Arriving at the Vallejo shelter, she appeared weary and emotional, said shelter manager Therese Wentzel of the Red Cross Capital Chapter in Sacramento.

“I told her, ‘You’re okay now. You’re in a safe place,’” recalled Wentzel.

Red Cross shelter workers coordinated with the Salvation Army to assist Therese. When she woke up, she was presented with a new backpack, new socks, and a spiffy pair of new athletic shoes with bright pink laces that Wentzel described as “happy shoes.”

Therese asked, “Are these for me? You got me shoes?” and began to cry.

“She was so happy and I saw a change in her demeanor – she just seemed so much brighter and walked taller,” said Wentzel, adding that Therese was very polite and very appreciative.

The next morning Wentzel helped Therese use a shelter phone to call her sister in Southern California. When Wentzel later checked in with the sister, she was advised it had been their first conversation in a long time. She said she was grateful for to know her sister was alright, and that Therese, “told me you were taking care of her.”
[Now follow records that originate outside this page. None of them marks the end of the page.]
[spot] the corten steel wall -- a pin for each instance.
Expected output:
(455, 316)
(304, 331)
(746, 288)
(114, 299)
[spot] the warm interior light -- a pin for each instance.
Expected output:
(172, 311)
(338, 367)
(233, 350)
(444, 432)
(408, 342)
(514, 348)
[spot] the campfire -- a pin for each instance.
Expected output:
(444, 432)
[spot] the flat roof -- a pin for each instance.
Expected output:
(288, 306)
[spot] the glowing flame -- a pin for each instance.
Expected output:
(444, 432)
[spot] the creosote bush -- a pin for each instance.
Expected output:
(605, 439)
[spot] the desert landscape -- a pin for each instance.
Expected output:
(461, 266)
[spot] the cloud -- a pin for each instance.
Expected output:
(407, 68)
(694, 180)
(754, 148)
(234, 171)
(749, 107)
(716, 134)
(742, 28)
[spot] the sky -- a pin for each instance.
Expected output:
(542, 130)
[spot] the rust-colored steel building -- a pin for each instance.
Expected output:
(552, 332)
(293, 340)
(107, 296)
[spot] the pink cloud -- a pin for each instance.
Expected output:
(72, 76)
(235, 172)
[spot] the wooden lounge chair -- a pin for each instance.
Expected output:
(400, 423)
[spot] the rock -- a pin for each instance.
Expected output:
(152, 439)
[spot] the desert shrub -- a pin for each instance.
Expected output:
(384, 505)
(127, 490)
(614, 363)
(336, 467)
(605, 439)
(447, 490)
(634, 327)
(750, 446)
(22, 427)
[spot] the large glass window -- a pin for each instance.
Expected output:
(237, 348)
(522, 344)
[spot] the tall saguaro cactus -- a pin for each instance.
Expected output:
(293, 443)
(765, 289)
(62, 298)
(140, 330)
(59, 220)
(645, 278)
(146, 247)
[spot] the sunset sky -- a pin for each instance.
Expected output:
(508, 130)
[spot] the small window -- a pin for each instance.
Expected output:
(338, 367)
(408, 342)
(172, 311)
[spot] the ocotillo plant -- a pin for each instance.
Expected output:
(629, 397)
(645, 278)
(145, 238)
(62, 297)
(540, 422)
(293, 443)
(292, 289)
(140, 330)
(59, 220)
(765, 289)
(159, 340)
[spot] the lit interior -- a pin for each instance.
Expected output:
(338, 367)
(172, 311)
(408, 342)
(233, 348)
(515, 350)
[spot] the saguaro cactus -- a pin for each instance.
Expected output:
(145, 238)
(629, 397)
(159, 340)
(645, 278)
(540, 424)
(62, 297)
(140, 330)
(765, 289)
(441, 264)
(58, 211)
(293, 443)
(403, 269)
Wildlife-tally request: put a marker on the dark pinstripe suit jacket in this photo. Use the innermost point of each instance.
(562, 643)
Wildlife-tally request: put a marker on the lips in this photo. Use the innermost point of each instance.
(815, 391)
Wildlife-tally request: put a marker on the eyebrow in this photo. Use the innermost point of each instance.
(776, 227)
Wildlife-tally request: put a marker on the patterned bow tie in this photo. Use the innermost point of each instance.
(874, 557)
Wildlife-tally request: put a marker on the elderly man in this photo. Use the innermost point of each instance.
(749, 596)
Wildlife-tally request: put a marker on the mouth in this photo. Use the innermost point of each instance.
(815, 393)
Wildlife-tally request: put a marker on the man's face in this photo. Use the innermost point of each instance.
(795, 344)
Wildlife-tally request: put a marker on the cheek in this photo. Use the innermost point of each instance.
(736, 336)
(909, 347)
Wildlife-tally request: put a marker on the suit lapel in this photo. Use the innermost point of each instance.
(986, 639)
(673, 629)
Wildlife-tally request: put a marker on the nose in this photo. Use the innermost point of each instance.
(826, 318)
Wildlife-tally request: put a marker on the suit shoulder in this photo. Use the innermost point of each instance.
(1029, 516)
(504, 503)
During every disaster deployment, said Wentzel, volunteers tend to meet one client with whom they really connect with or who makes an indelible impression. For Wentzel’s assignment for the South Napa Quake, that person was Therese.

The help provided to her at the shelter was “just a small, little moment in time that maybe made a difference,” Wentzel said.

“At least she’s not out there walking in socks and has very cute shoes,” she said, noting that Therese was still at the shelter Sunday afternoon, helping the people who had helped her by sweeping the floors.